Back to the Books Page This Guide lays out a superb long distance walk, going west to east with the wind on your back, from the Irish Sea coast, through three National Parks, each an upland area of outstanding natural beauty, to the North Sea 190 miles away.

This is the original Coast to Coast guide, written by that unlikeliest of all cult figures, Alfred Wainwright. He makes it plain in his introduction that he had in mind to set people free from the need to follow each other along identical routes, as he found they were doing with the Pennine Way in the 1970s. Don't be "merely followers of other people's routes" he exhorts, and, as this route has not been dedicated as a long distance path and isn't way-marked, there are plenty of occasions when you can express yourself in a way he would have applauded: Ennerdale via the valley bottom or via the High Stile ridge; through Grisedale or by a choice of high routes, Helvellyn or St Sunday Crag; there are countless approaches to the Vale of Mowbray, and will you join Wainwright in missing that interesting and lovely village, Osmotherley?

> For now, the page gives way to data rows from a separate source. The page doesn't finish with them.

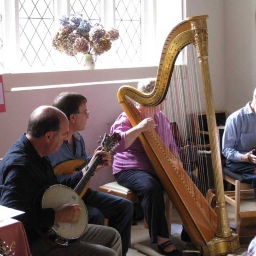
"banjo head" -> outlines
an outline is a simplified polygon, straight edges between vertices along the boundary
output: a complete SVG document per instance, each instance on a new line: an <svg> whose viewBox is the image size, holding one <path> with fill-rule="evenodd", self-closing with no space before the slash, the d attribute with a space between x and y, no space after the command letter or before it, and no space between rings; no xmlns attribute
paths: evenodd
<svg viewBox="0 0 256 256"><path fill-rule="evenodd" d="M43 196L42 207L55 209L67 204L78 204L82 210L76 222L55 223L52 228L56 234L64 239L76 239L84 233L88 223L88 213L84 201L73 189L63 185L53 185Z"/></svg>

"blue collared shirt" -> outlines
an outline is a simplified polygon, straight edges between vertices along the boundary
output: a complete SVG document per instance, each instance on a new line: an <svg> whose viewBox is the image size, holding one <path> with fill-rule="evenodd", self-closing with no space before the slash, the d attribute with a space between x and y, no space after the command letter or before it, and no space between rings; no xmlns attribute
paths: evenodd
<svg viewBox="0 0 256 256"><path fill-rule="evenodd" d="M234 162L241 162L242 155L256 146L256 114L251 103L231 114L226 121L222 153Z"/></svg>
<svg viewBox="0 0 256 256"><path fill-rule="evenodd" d="M85 151L84 142L82 135L78 132L72 135L75 143L74 149L67 140L64 141L59 150L48 157L52 166L54 167L58 164L73 159L84 159L90 161L91 157Z"/></svg>

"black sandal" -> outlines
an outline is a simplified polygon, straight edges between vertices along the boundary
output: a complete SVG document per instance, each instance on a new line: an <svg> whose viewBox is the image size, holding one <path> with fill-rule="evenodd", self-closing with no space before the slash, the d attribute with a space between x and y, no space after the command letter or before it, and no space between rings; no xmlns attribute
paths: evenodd
<svg viewBox="0 0 256 256"><path fill-rule="evenodd" d="M166 256L181 256L182 254L178 250L174 249L171 252L165 252L164 249L166 247L172 244L172 243L170 240L166 241L161 244L157 244L158 250L160 253Z"/></svg>

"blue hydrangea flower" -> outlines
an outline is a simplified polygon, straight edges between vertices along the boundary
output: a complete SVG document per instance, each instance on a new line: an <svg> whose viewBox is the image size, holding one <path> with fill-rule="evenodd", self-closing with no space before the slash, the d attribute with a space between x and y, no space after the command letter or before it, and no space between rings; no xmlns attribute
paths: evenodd
<svg viewBox="0 0 256 256"><path fill-rule="evenodd" d="M77 28L77 30L84 36L87 36L89 34L92 25L88 20L84 20L80 22L80 25Z"/></svg>
<svg viewBox="0 0 256 256"><path fill-rule="evenodd" d="M99 27L99 26L100 27L102 27L102 28L104 27L103 26L103 25L102 25L102 24L101 24L100 22L97 22L97 23L95 23L94 25L93 25L93 27Z"/></svg>
<svg viewBox="0 0 256 256"><path fill-rule="evenodd" d="M80 25L82 20L83 15L82 13L76 13L72 14L70 16L70 21L73 23L77 28Z"/></svg>

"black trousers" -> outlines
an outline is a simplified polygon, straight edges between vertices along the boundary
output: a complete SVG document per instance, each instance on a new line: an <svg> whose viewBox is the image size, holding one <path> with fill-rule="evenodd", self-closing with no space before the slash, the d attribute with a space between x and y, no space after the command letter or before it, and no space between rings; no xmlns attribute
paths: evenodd
<svg viewBox="0 0 256 256"><path fill-rule="evenodd" d="M133 215L132 203L119 196L91 188L88 189L83 199L87 206L91 206L90 210L97 208L108 219L108 226L119 232L122 239L122 254L125 255L129 248Z"/></svg>
<svg viewBox="0 0 256 256"><path fill-rule="evenodd" d="M157 236L169 238L164 214L164 188L156 174L138 170L124 170L114 175L117 182L136 194L148 226L152 243Z"/></svg>

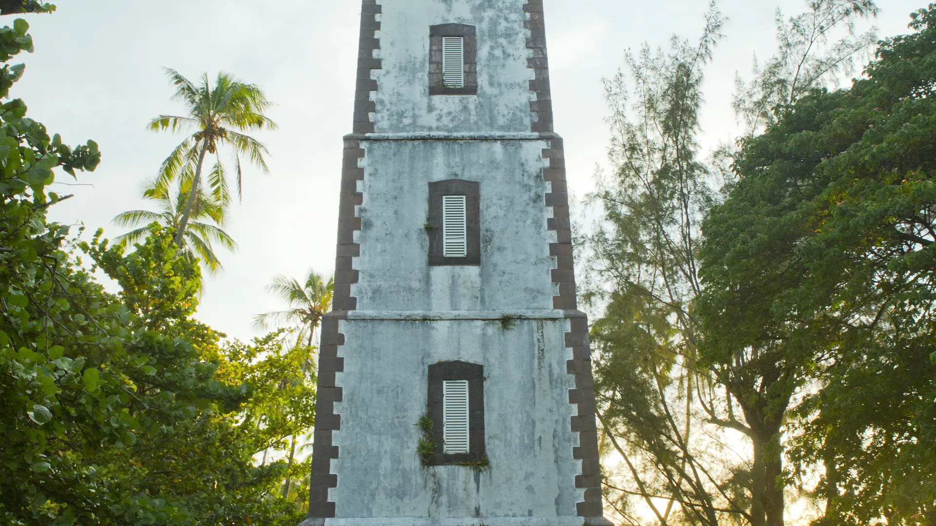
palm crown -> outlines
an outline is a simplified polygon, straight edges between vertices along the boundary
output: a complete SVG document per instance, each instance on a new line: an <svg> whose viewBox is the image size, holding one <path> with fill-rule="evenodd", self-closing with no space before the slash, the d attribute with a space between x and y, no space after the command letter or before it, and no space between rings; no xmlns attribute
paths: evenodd
<svg viewBox="0 0 936 526"><path fill-rule="evenodd" d="M159 212L132 210L117 215L113 218L114 225L139 227L119 236L115 241L124 246L138 241L146 237L149 232L149 228L145 225L153 222L171 226L178 232L191 184L191 179L182 181L166 190L159 189L156 181L151 181L144 184L143 198L158 203ZM220 244L231 251L237 248L234 240L221 229L225 222L224 207L212 196L206 196L203 190L199 190L189 219L191 221L182 238L182 242L179 244L180 252L191 260L199 257L210 273L217 273L222 269L222 265L214 254L213 243ZM140 226L141 225L142 226Z"/></svg>
<svg viewBox="0 0 936 526"><path fill-rule="evenodd" d="M296 344L307 341L311 347L313 335L318 327L322 316L331 308L331 292L334 280L316 274L309 270L305 284L300 284L295 278L287 278L279 274L273 278L267 290L285 300L289 308L285 311L275 311L257 314L254 318L256 327L269 329L271 326L290 325L297 328Z"/></svg>
<svg viewBox="0 0 936 526"><path fill-rule="evenodd" d="M202 195L201 172L205 157L211 153L215 158L208 175L209 194L218 206L227 207L231 195L225 166L221 162L220 149L227 146L233 152L240 197L241 155L246 156L263 172L270 171L264 160L264 155L269 153L267 147L241 132L275 129L276 124L263 114L271 104L267 100L263 90L256 84L244 83L227 73L219 73L213 86L209 82L207 74L203 74L199 82L194 84L174 69L167 69L166 73L176 86L173 99L182 101L188 107L188 115L160 115L150 122L149 127L154 131L170 130L177 133L187 130L192 133L163 161L154 187L157 193L167 193L177 179L194 182L189 185L189 194L184 199L185 206L176 232L176 242L181 250L192 211Z"/></svg>

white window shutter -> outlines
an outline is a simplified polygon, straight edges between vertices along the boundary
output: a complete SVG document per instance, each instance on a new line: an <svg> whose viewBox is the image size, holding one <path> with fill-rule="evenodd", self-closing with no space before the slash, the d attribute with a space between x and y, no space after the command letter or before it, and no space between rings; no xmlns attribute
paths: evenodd
<svg viewBox="0 0 936 526"><path fill-rule="evenodd" d="M442 80L446 88L463 88L465 40L462 37L442 37Z"/></svg>
<svg viewBox="0 0 936 526"><path fill-rule="evenodd" d="M445 453L468 453L468 380L443 380Z"/></svg>
<svg viewBox="0 0 936 526"><path fill-rule="evenodd" d="M445 257L468 256L464 196L442 197L442 238Z"/></svg>

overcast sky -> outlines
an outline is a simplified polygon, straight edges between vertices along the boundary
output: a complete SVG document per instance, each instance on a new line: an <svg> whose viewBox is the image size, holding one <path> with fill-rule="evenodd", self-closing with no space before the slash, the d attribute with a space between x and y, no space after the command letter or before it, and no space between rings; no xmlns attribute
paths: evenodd
<svg viewBox="0 0 936 526"><path fill-rule="evenodd" d="M427 0L430 1L430 0ZM190 79L218 70L261 85L277 104L270 147L271 174L248 169L242 204L227 230L240 251L219 249L223 273L208 278L198 317L229 336L250 338L255 314L281 307L264 286L277 273L301 276L310 267L334 269L342 136L351 131L357 56L358 0L57 0L52 15L26 17L36 52L13 91L29 116L70 144L93 139L100 168L80 174L93 186L56 188L75 197L52 207L54 220L110 226L117 213L147 205L139 182L152 177L180 138L145 129L152 117L181 109L169 101L162 67ZM627 49L665 46L673 34L697 38L700 0L545 0L556 130L565 139L571 191L592 186L606 157L607 114L601 80L623 65ZM882 37L906 33L922 0L879 1L869 22ZM774 10L802 10L799 0L722 0L726 38L707 70L703 140L738 133L730 103L735 71L748 74L753 53L776 46ZM10 19L11 17L6 17ZM9 20L3 21L10 23ZM73 183L59 174L57 181Z"/></svg>

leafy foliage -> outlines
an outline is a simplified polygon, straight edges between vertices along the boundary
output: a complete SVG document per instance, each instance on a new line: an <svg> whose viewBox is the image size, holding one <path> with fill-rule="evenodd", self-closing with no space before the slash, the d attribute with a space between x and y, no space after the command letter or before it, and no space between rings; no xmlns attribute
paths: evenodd
<svg viewBox="0 0 936 526"><path fill-rule="evenodd" d="M876 12L872 2L807 4L789 21L778 14L776 55L750 85L739 84L736 110L751 137L774 107L847 69L871 37L855 35L853 22ZM700 348L710 342L696 302L708 242L700 226L723 197L697 140L704 67L720 37L717 17L707 22L699 45L674 37L668 54L645 47L627 55L629 76L606 84L614 172L599 174L592 199L602 222L584 242L592 256L585 299L603 309L592 328L603 446L622 460L607 472L606 498L635 523L642 506L660 524L780 525L783 423L806 365L787 367L764 345L747 355ZM837 34L844 36L829 44ZM715 161L735 154L727 147L715 153ZM718 168L729 181L722 191L730 191L735 174ZM733 314L743 312L740 300ZM727 330L731 317L724 319Z"/></svg>
<svg viewBox="0 0 936 526"><path fill-rule="evenodd" d="M867 79L745 139L705 226L704 354L811 387L790 475L823 468L823 523L936 521L934 7L880 44Z"/></svg>
<svg viewBox="0 0 936 526"><path fill-rule="evenodd" d="M155 182L148 183L143 189L143 198L159 204L159 212L148 210L133 210L124 212L113 218L113 224L118 226L138 226L137 228L117 237L117 241L126 247L130 243L145 238L150 232L146 225L156 221L163 226L178 230L182 226L183 214L187 204L189 185L192 182L178 182L165 191L159 189ZM201 260L205 269L214 274L223 268L217 255L214 254L214 243L227 250L236 250L237 242L224 231L221 226L225 223L225 209L211 196L199 190L196 196L196 204L192 207L190 222L183 236L182 254L189 260Z"/></svg>
<svg viewBox="0 0 936 526"><path fill-rule="evenodd" d="M296 334L297 345L305 342L305 344L311 347L315 329L321 322L322 316L331 309L334 285L333 278L326 280L313 269L309 269L306 272L304 284L283 274L274 276L267 286L267 291L285 300L288 309L257 314L254 318L255 327L260 329L289 327Z"/></svg>
<svg viewBox="0 0 936 526"><path fill-rule="evenodd" d="M31 49L27 28L0 30L16 36L3 39L5 61ZM68 228L46 219L65 198L47 190L52 168L92 170L100 153L93 141L49 138L24 114L19 99L0 107L3 523L296 524L304 506L279 488L308 464L255 458L284 447L277 432L312 424L314 376L293 369L311 351L284 351L275 337L220 344L191 318L200 270L171 228L151 226L128 255L100 231L66 242ZM281 384L291 403L270 395ZM278 427L256 416L272 403L287 409Z"/></svg>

What first attracted the walking community to Wainwright's guides was his unique presentation. This book, as with the guides to the Lake District which preceded it, is written in his immaculate handwriting and illustrated with his precision and his keen eye for detail in highly skilled drawings. Wainwright loved his mountain tops and from each high point he makes a compass and fills in the names of all the points of interest visible on its bearings. He loved his country churches and he picks out their distinguishing features with both drawing pencil and authoritatively researched historical background. His observational skills are sharp and he has an eye for what matters in a place and for the quirks it might prefer to hide. His style is interlaced with gently laconic humour. See Page 6, for example, on how to cross a barbed wire fence.